De dagbladpers is een medium dat zich probeert te onderscheiden en dat steeds
meer zal doen aangezien het online aanbod steeds uniformer wordt.

Als u de eerste jaren aan het hoofd van de groep vergelijkt met de realiteit van vandaag, kunnen we dan stellen dat u zeven vette jaren heeft gekend vóór zeven magere jaren?
Ik heb eerder de indruk dat ik in 2001 een moeilijke periode heb meegemaakt en dat we vandaag ergens tussenin schipperen. In het huidige economische klimaat gaat het niemand echt voor de wind. Als je een autofabrikant bent, sta je voor heel wat uitdagingen omdat het economisch model in een transformatiefase zit. Onze sector staat voor fundamentele veranderingen omdat de digitalisering zich met een zekere traagheid heeft doorgezet. Het is belangrijk het juiste tempo aan te houden bij die veranderingen en dat is niet eenvoudig. Gelukkig hebben we de grote trends die destijds werden aangekondigd niet gevolgd, zoals werd voorspeld dat reclame de digitale ontwikkelingen zou betalen. Onze oplage-inkomsten zijn nooit zo groot geweest in vergelijking met onze reclame-inkomsten. De ingrijpende veranderingen die we meemaken, vergen tijd vooraleer ze echt zijn ingeburgerd. In de jaren 90, toen ik voor Olivetti werkte, bestonden er al tablets, maar het heeft nog jaren geduurd voor ze beschikbaar waren voor het grote publiek. Vooraleer netwerken goed functioneren, zijn er twintig jaren verstreken. Veel bedrijven gaan kopje onder omdat ze ervan uitgaan dat een netwerk snel groeit! Als communicatiebedrijf bevinden we ons in het epicentrum van die veranderingen.

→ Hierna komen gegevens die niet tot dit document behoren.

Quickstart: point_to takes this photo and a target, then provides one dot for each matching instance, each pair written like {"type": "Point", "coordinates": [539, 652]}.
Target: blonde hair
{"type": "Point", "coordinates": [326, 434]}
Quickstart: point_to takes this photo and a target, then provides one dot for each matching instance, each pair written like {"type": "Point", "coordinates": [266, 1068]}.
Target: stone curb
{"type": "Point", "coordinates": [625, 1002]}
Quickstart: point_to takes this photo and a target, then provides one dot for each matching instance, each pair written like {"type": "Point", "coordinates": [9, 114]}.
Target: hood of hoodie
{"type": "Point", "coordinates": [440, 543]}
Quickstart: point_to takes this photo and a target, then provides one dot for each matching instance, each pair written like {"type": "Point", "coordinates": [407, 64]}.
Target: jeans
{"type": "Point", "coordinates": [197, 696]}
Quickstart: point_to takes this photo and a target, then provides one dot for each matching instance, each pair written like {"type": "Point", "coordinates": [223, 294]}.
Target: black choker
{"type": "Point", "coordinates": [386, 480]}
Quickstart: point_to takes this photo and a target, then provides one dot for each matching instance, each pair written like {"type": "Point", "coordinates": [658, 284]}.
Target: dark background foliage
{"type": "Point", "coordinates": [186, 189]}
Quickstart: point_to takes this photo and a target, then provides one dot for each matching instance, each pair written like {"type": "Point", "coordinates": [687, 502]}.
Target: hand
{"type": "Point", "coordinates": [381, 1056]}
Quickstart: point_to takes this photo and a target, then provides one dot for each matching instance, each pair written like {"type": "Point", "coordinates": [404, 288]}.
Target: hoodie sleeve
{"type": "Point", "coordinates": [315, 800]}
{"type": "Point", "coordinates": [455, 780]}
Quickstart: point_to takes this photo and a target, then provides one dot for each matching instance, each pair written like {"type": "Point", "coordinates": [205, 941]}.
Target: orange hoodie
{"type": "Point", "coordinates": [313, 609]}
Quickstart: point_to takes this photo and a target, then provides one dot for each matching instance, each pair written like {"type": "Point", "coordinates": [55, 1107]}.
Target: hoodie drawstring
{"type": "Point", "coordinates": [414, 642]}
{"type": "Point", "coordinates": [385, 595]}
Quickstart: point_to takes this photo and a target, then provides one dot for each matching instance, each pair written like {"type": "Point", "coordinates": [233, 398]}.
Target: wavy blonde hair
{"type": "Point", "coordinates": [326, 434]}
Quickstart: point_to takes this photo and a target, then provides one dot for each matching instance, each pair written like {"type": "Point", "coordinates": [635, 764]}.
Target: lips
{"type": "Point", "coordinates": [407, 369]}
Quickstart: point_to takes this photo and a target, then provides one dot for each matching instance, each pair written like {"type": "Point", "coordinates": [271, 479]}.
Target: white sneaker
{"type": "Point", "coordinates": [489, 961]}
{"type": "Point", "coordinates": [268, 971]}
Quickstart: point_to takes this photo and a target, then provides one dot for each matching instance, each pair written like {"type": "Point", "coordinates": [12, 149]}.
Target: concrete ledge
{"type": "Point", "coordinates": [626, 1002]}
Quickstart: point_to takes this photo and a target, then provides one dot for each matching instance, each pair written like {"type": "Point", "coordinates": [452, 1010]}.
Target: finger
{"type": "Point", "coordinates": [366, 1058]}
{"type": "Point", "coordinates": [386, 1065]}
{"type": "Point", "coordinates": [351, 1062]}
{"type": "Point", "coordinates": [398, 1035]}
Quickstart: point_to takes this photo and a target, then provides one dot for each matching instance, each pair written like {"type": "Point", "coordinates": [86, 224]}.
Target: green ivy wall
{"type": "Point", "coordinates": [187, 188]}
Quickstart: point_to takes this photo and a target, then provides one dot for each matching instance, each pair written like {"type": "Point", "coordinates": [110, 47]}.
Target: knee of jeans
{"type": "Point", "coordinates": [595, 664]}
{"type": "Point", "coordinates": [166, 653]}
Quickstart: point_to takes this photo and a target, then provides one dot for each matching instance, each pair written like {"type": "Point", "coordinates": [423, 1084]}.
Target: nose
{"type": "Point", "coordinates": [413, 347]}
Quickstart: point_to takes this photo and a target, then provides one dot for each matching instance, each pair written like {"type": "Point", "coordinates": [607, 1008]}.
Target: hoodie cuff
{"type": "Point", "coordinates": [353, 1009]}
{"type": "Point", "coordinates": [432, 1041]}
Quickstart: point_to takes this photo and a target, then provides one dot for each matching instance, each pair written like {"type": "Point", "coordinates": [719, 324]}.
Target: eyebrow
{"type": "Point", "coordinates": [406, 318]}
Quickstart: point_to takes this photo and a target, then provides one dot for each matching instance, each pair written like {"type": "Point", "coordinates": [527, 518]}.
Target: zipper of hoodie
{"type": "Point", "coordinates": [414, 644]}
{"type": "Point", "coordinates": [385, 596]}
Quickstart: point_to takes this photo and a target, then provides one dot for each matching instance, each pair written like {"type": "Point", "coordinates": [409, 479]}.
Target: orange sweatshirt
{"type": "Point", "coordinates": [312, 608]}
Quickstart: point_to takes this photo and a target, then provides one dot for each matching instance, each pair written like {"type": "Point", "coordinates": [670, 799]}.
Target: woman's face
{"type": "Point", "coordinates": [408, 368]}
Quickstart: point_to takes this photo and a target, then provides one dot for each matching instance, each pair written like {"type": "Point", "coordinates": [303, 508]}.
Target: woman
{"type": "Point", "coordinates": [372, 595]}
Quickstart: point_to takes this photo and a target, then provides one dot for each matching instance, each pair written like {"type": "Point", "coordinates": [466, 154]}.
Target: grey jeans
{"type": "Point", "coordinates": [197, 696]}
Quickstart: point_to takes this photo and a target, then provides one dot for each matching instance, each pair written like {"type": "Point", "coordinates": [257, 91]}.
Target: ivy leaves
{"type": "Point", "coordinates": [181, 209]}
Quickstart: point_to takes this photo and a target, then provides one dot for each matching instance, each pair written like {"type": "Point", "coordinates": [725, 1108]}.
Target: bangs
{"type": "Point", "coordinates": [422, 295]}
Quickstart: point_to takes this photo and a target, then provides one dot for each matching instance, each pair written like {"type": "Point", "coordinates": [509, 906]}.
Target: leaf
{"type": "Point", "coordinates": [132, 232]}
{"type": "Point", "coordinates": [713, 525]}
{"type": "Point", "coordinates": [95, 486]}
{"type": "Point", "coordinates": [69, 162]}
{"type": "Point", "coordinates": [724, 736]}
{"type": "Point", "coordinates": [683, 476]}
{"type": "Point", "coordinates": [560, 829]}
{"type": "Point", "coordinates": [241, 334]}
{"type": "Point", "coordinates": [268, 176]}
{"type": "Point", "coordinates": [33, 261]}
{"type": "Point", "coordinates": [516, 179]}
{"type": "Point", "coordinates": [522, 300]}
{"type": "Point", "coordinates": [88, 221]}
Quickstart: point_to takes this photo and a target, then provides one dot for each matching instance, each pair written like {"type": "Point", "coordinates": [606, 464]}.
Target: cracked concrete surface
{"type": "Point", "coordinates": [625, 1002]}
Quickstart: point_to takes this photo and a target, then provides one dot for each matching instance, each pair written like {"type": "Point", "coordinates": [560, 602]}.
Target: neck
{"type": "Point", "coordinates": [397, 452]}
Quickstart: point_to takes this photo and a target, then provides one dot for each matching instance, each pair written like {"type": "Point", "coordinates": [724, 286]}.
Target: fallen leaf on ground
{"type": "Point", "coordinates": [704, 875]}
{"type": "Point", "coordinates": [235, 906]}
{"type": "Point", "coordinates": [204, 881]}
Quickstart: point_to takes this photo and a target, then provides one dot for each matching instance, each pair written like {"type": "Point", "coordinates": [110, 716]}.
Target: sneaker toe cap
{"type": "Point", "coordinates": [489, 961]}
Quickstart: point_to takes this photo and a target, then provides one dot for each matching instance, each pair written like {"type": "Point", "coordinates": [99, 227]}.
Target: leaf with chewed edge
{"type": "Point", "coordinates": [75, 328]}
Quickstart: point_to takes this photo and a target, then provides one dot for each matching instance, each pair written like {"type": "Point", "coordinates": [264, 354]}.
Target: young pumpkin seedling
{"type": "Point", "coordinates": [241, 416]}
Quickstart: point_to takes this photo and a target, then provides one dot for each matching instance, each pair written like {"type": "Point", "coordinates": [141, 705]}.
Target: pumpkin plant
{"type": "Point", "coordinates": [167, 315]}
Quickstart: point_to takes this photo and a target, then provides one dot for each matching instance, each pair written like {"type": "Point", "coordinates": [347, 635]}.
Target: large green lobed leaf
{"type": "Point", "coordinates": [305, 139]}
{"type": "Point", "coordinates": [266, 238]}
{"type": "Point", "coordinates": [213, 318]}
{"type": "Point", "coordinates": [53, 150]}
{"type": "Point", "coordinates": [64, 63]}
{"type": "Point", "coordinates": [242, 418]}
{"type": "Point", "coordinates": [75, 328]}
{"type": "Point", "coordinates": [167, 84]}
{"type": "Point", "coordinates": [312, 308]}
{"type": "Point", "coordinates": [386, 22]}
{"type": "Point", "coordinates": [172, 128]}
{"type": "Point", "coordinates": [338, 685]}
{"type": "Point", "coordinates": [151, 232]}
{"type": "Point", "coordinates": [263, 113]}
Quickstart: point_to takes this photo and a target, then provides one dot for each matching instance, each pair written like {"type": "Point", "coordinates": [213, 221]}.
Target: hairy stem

Voor welke uitdagingen staat de groep Rossel in 2014?
Ik denk dat ons aanbod niet in lijn ligt met wat we vandaag zouden moeten kunnen aanbieden. Ikzelf, en ik denk met mij onze lezers, ben ontevreden over het potentieel dat we ze zouden kunnen aanbieden en wat ze vandaag in handen hebben. We hebben de kwaliteit van ons digitaal aanbod enigszins verwaarloosd. We zijn niet de enigen in die situatie. Desondanks hebben we echte digitale kranten, met onze ‘Plus-producten’ Le Soir Plus en Sudpresse Plus. Er bestaan interessante betaalmodellen zoals die van de New York Times, die meer dan 50% van zijn inkomsten uit de digitale versie haalt. Maar nu bevinden ze zich in een frustrerende situatie want ze staan op een keerpunt. Hun digitale aanbod voldoet niet langer aan de verwachtingen van de lezers, het is te sterk gebaseerd op het papieren aanbod. Ze hebben nochtans hun economische model gevonden, doordat ze erin zijn geslaagd hun publiek ervan te overtuigen dat de redactionele waarde van hun inhoud betalend en niet gratis moet zijn.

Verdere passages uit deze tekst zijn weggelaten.